Following the American Civil War Sesquicentennial with day by day writings of the time, currently 1863.

December 11.—The annual report of the rebel Secretary of War was made public. He refers to the operations of the army in its several departments, and says that the campaign in Mississippi was certainly disastrous. It is difficult to resist the impression that its disasters were not inevitable. That a court of inquiry, to investigate the whole campaign, met in Atlanta in September, but in consequence of the vicinity of the enemy, requiring the presence of witnesses and judges at other points, it has been temporarily suspended. It is expected soon to reassemble. A deficiency of resource in men and provisions, rather than reverses in battle, caused the withdrawal of the army to Middle Tennessee. He alludes to desertion, straggling, and absenteeism, and says that the effective force of the army is but little over half or two thirds of the men whose names are on the muster-rolls. He recommends the repeal of the substitute and exemption provisions, and that all having substitutes be put back into the field, and that the privileges which Congress granted to put in substitutes can be regularly and constitutionally abrogated by the same power. He says that no compact was entered into between the government and the person furnishing a substitute, as has been alleged, but only a privilege which government accorded. Instead of complaining of such abrogation, the person ought to feel gratified at what has heretofore been allowed him. He recommends an abridgment of exemptions and the conscription of them all, making details according to the wants of society at home. He says that the three years’ men, when their terms expire, cannot be finally discharged, and should be retained, allowing them to choose the existing company under its present organization in the same arm of the service. He recommends the consolidation of such companies and regiments as are reduced below a certain complement. He pays a glowing tribute to the heroism, endurance, and unfaltering devotion of the soldier, and of the lamented dead who yielded their lives as sacrifices upon the altar of liberty, and closes by saying that our very reverses, showing a united and determined endurance of every thing for independence, must convince the enemy of the futility of his efforts to subdue us.—Richmond Examiner.
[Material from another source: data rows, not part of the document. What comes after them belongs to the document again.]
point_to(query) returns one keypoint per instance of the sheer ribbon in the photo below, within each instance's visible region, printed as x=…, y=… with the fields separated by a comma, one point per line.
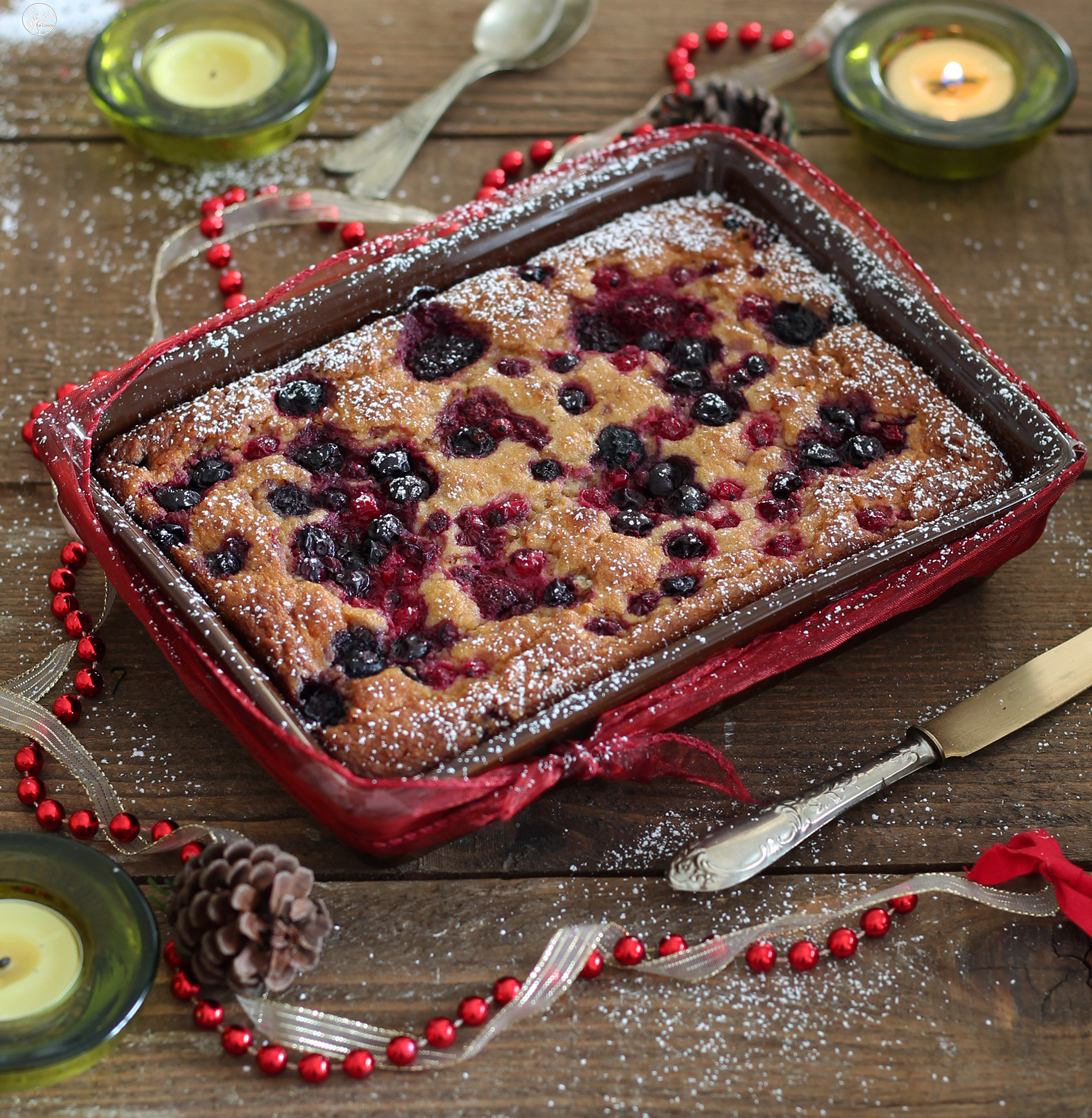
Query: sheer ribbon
x=565, y=956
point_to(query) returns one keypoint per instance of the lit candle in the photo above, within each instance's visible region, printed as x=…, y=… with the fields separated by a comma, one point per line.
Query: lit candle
x=40, y=958
x=950, y=78
x=212, y=68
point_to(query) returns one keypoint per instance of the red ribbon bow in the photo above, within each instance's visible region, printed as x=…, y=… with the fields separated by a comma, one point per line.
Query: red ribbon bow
x=1037, y=852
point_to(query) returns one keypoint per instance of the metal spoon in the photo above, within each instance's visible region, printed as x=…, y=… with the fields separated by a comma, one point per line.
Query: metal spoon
x=506, y=34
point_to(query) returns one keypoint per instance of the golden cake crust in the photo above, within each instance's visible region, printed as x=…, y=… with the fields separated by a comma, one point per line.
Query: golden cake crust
x=486, y=549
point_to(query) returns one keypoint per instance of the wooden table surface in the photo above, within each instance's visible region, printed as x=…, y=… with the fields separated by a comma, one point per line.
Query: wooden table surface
x=959, y=1011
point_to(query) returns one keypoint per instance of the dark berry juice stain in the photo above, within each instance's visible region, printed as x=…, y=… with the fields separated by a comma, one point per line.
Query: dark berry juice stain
x=787, y=322
x=847, y=433
x=303, y=396
x=648, y=314
x=485, y=528
x=436, y=343
x=474, y=424
x=229, y=559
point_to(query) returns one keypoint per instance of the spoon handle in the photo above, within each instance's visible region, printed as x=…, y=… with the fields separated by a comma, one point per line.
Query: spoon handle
x=388, y=149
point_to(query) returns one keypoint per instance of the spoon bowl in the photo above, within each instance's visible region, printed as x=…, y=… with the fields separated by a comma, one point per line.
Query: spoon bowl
x=506, y=36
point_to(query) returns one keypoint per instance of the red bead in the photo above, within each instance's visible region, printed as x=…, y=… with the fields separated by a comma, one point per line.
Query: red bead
x=88, y=682
x=89, y=648
x=717, y=34
x=313, y=1068
x=473, y=1011
x=49, y=815
x=208, y=1014
x=272, y=1059
x=62, y=579
x=760, y=957
x=629, y=950
x=29, y=790
x=211, y=225
x=235, y=1040
x=875, y=922
x=67, y=709
x=124, y=826
x=401, y=1051
x=230, y=282
x=63, y=604
x=76, y=624
x=28, y=760
x=359, y=1063
x=352, y=234
x=749, y=34
x=541, y=151
x=74, y=555
x=804, y=955
x=83, y=824
x=440, y=1032
x=505, y=988
x=843, y=943
x=182, y=986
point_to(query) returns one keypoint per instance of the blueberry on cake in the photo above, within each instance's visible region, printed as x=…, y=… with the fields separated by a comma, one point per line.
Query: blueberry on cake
x=433, y=528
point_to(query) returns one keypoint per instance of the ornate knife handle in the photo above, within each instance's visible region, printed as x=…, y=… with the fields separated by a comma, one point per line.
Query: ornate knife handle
x=733, y=853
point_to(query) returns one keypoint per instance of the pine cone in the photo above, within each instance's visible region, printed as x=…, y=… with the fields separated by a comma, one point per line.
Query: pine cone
x=713, y=102
x=244, y=918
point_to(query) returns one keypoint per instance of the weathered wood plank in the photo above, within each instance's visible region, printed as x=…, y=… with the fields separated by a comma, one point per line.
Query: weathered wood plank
x=171, y=759
x=959, y=1011
x=385, y=62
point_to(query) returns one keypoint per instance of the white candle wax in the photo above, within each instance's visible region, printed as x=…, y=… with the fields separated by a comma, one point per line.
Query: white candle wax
x=40, y=958
x=950, y=78
x=212, y=68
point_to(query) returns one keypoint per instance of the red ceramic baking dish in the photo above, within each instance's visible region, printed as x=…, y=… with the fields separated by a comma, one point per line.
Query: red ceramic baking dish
x=618, y=728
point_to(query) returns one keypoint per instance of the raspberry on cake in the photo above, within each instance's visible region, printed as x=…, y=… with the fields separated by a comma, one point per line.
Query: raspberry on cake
x=435, y=527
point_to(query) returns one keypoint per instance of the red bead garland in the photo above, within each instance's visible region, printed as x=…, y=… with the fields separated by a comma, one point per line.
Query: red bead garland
x=359, y=1064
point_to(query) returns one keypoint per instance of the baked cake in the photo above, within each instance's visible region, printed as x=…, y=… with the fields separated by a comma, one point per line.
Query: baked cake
x=434, y=527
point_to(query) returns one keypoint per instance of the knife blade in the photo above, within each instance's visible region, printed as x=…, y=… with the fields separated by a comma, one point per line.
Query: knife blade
x=736, y=852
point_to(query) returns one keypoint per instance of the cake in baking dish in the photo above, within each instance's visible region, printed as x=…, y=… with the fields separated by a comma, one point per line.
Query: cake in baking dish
x=434, y=527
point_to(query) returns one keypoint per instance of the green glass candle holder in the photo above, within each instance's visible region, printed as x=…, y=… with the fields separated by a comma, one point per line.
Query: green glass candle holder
x=120, y=955
x=121, y=73
x=1043, y=69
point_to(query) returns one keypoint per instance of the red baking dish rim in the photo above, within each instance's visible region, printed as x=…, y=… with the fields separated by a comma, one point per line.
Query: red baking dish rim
x=395, y=816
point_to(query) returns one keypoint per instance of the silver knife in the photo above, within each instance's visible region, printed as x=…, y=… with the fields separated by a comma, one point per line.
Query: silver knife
x=733, y=853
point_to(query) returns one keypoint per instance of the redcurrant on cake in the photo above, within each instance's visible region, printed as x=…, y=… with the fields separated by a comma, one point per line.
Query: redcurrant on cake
x=433, y=528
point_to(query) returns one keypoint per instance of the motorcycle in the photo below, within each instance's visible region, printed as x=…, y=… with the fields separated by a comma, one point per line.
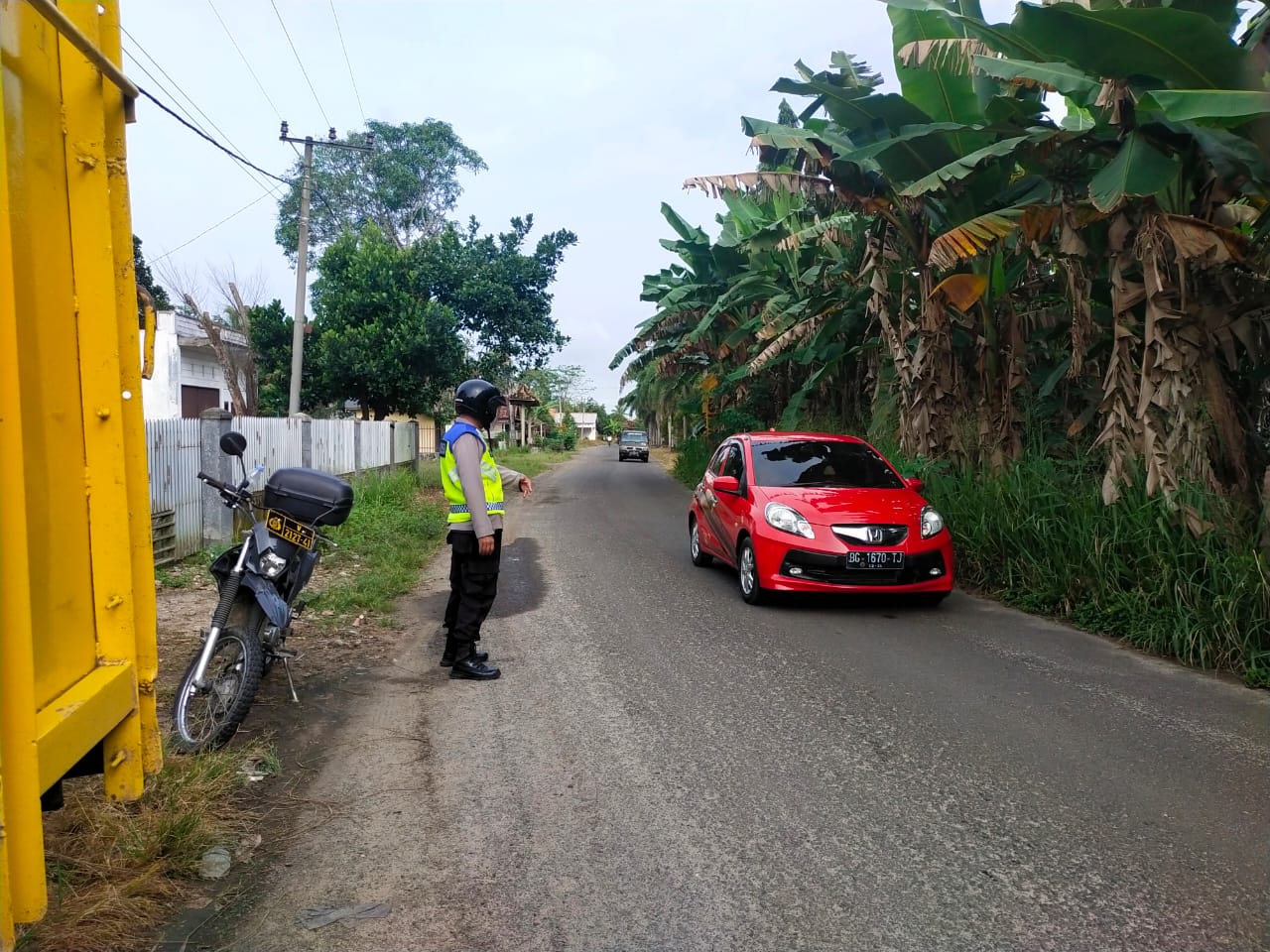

—The steamboat Brazil, while passing below Rodney, Miss., was fired upon by rebels onshore. Three women and one man were killed.

—Robert Ould, the rebel Commissioner of Exchange, addressed the following official letter to Brigadier-General Meredith, the agent of the National Government: “As the assent of the confederate government to the transmission, by your authorities and people, of food and clothing to the prisoners at Richmond and elsewhere, has been the subject of so much misconstruction and misrepresentation, and has been made the occasion of so much vilification and abuse, I am directed to inform you that no more will be allowed to be delivered at City Point. The clothing and provisions already received will be devoted to the use of your prisoners. When that supply is exhausted, they will receive the same rations as our soldiers in the field.”

—Major-General Burnside, in obedience to orders from the War Department, resigned the command of the army of the Ohio to Major-General John G. Foster.—The rebel government saltworks on West-Bay, Florida, were destroyed by an expedition from the United States armed vessels Restless and Bloomer. The government works were three quarters of a mile square, and one hundred and ninety-nine salt-works belonging to companies and private individuals, with five hundred and seven boilers, kettles, etc., the whole worth three millions of dollars.